Hope the future readers benefit from this.
Also one other change in the release_tasks.ex
{:ok, _ } = @repo.start_link(pool_size: 1) -> {:ok, _ } = @repo.start_link(pool_size: 2) // minimum pool size requirement is 2, since ecto 3
Reference http://blog.tap349.com/elixir/ecto/2018/11/15/ecto-upgrading-to-3.0/#increase-connection-pool-size-to-at-least-2
Hi @joaquimadraz, What would be are changes if we are to use the latest version of distillery? Still figuring things out as far as AWS deployment is concerned. Thanks.

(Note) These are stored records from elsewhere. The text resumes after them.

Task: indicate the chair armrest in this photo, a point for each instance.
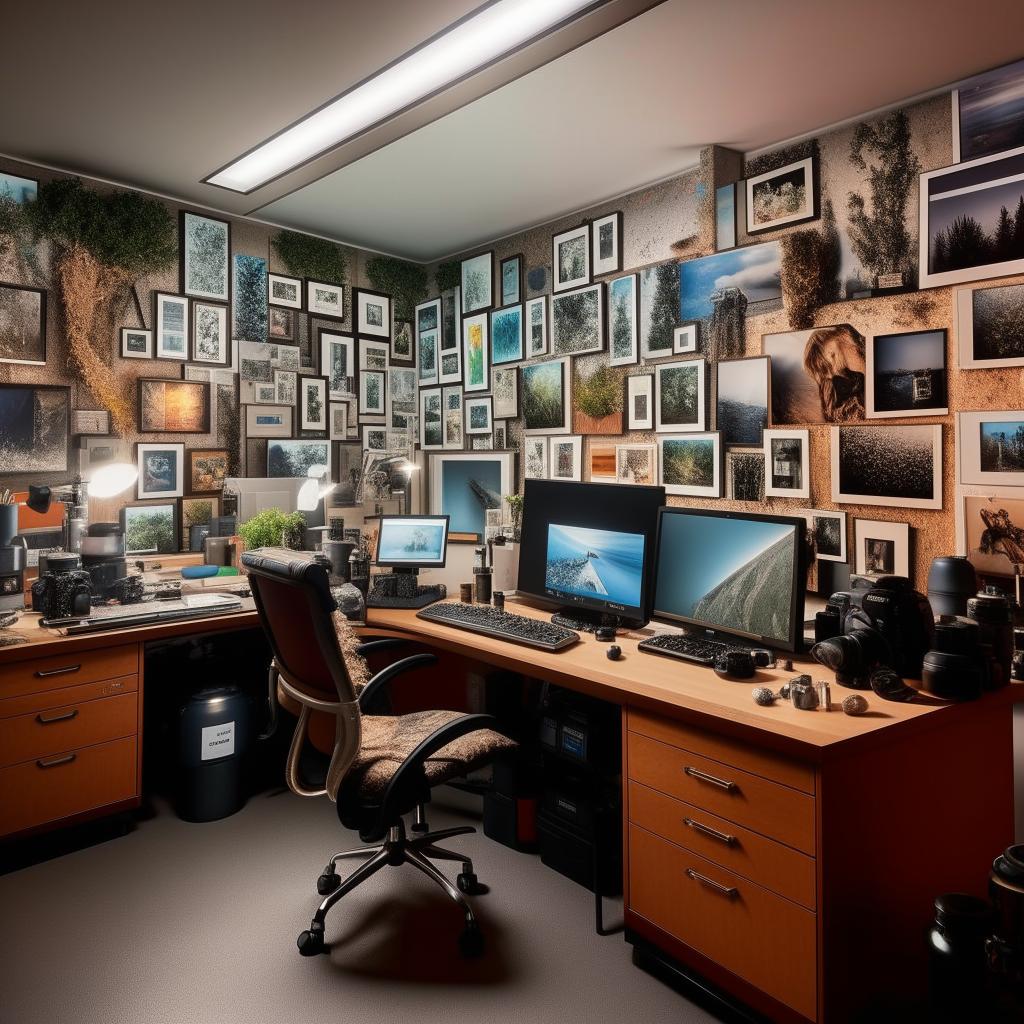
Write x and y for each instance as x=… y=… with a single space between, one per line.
x=379 y=682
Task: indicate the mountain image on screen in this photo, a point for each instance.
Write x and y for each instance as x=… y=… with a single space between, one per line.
x=597 y=563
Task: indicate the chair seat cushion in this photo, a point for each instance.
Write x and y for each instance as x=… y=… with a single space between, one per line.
x=387 y=741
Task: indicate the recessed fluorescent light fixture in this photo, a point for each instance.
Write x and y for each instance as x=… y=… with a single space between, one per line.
x=493 y=31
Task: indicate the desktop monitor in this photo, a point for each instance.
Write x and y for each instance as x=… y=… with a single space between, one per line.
x=731 y=572
x=589 y=547
x=412 y=542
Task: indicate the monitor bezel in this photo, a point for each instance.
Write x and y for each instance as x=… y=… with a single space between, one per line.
x=412 y=563
x=714 y=632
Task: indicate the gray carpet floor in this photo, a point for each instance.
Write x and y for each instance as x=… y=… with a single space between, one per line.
x=196 y=924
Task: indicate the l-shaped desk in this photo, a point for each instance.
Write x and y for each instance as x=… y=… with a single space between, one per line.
x=790 y=857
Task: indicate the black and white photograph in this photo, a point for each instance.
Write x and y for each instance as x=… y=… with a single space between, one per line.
x=679 y=396
x=742 y=400
x=786 y=464
x=897 y=466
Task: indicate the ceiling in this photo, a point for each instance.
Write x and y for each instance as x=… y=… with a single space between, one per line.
x=160 y=96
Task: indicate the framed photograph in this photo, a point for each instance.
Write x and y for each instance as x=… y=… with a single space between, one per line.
x=453 y=401
x=545 y=394
x=34 y=428
x=640 y=401
x=990 y=448
x=990 y=326
x=479 y=415
x=171 y=317
x=23 y=325
x=881 y=548
x=636 y=464
x=744 y=474
x=325 y=300
x=505 y=388
x=570 y=258
x=898 y=466
x=816 y=376
x=827 y=534
x=679 y=396
x=151 y=528
x=535 y=458
x=510 y=274
x=691 y=465
x=742 y=402
x=475 y=367
x=206 y=248
x=136 y=343
x=578 y=322
x=206 y=470
x=373 y=313
x=506 y=336
x=459 y=478
x=431 y=419
x=210 y=344
x=338 y=364
x=268 y=421
x=725 y=217
x=777 y=199
x=161 y=469
x=477 y=283
x=906 y=375
x=961 y=212
x=787 y=472
x=288 y=457
x=90 y=421
x=606 y=240
x=167 y=407
x=624 y=311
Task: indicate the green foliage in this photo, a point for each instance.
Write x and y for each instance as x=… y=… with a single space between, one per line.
x=123 y=230
x=404 y=282
x=308 y=256
x=267 y=528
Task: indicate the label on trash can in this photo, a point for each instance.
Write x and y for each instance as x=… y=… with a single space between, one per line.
x=218 y=740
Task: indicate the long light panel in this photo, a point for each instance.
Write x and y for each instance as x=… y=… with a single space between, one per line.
x=494 y=31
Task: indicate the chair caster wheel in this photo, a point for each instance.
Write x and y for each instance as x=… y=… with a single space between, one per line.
x=327 y=883
x=471 y=942
x=470 y=885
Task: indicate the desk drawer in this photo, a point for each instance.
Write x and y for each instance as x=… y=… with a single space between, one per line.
x=47 y=732
x=757 y=935
x=49 y=788
x=768 y=808
x=763 y=860
x=36 y=674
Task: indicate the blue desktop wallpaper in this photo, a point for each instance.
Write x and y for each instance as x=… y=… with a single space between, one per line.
x=597 y=563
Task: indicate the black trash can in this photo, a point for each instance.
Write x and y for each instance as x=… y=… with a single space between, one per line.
x=214 y=733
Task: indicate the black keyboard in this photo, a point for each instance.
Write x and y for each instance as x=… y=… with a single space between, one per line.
x=501 y=625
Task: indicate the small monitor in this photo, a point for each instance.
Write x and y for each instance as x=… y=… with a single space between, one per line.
x=413 y=541
x=731 y=572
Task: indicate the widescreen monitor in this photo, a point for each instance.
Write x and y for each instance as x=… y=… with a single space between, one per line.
x=731 y=572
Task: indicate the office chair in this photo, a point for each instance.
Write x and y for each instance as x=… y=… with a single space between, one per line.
x=381 y=768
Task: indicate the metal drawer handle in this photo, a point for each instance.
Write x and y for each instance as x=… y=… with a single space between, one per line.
x=728 y=891
x=67 y=716
x=713 y=780
x=713 y=833
x=53 y=762
x=44 y=673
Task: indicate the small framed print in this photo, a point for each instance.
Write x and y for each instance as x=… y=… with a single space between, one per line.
x=284 y=291
x=136 y=343
x=570 y=258
x=606 y=239
x=640 y=401
x=325 y=300
x=881 y=548
x=373 y=313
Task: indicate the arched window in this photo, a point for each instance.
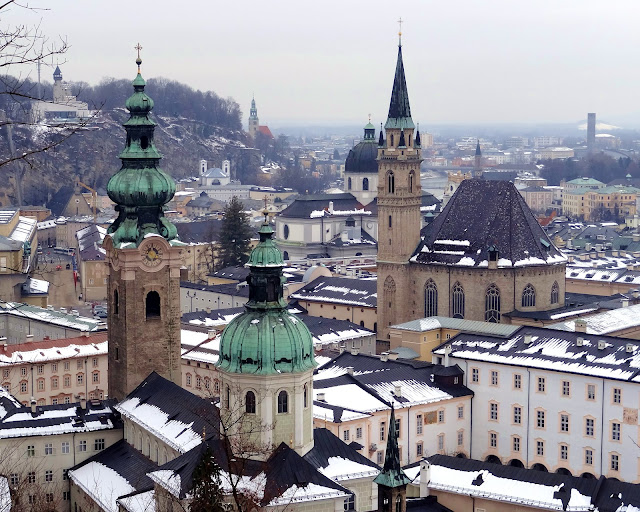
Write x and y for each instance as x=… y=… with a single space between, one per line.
x=250 y=402
x=283 y=402
x=528 y=296
x=430 y=298
x=555 y=291
x=153 y=304
x=457 y=301
x=492 y=304
x=391 y=183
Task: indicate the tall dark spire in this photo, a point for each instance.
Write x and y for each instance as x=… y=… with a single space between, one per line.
x=392 y=474
x=399 y=109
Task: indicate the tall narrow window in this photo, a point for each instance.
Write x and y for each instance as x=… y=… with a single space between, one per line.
x=555 y=290
x=250 y=402
x=492 y=304
x=528 y=296
x=153 y=304
x=283 y=402
x=430 y=298
x=457 y=300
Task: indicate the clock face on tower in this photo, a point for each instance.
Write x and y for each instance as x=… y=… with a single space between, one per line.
x=152 y=255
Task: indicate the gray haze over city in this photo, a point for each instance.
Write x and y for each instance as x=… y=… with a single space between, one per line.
x=467 y=62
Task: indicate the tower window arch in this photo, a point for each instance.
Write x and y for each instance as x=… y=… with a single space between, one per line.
x=283 y=402
x=430 y=298
x=528 y=296
x=555 y=292
x=152 y=305
x=250 y=402
x=457 y=301
x=492 y=304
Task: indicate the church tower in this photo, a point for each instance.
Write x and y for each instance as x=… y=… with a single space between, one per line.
x=253 y=119
x=266 y=364
x=144 y=259
x=399 y=200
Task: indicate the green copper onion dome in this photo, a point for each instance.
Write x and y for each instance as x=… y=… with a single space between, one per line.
x=140 y=188
x=266 y=339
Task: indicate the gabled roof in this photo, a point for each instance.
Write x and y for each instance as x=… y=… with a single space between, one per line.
x=170 y=412
x=484 y=214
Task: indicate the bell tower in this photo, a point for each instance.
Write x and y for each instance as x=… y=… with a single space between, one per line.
x=399 y=200
x=144 y=259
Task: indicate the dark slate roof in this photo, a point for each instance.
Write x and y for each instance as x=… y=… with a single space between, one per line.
x=326 y=445
x=128 y=462
x=483 y=214
x=199 y=231
x=552 y=349
x=227 y=289
x=236 y=273
x=340 y=290
x=362 y=158
x=302 y=207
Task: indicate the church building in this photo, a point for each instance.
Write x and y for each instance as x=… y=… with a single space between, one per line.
x=485 y=257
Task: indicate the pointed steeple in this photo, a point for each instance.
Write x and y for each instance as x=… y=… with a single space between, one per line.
x=392 y=475
x=399 y=109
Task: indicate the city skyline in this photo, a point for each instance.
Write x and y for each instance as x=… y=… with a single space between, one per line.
x=466 y=63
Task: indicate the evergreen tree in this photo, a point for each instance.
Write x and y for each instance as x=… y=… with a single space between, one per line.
x=235 y=235
x=207 y=489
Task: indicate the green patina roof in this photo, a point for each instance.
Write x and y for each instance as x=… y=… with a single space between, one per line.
x=392 y=474
x=140 y=188
x=266 y=339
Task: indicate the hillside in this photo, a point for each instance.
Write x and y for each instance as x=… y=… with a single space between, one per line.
x=191 y=126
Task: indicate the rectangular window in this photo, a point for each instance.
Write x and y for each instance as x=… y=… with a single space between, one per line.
x=517 y=381
x=615 y=431
x=589 y=427
x=493 y=412
x=517 y=415
x=615 y=462
x=617 y=395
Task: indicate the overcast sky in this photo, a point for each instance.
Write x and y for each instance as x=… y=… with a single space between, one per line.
x=332 y=62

@siyomai you can consider using the latest version of elixir 1.9.1 which has a releases feature now.
how i can do it with multiple images in this project https://github.com/aviacommerce/avia can you give me a explanation on how to deploy it on aws
Using all the steps followed, i am now able to start my app in EC2 which is having an RDS database. the phoenix endpoint is now my EC2 instance running on 4000 port. I have linked ports 4000 in my docker-compose file and then exposed 4000 port from my container. but still i am not able to connect to the application. I have provided all IP access in the SG. however not sure what am i really missing. any suggestion is highly appreciated. Thank you.
@chaitanyapi I've just run in the same issue. Adding the port 4000 for incoming traffic on my ECS Allowed Ports security group fixed the issue.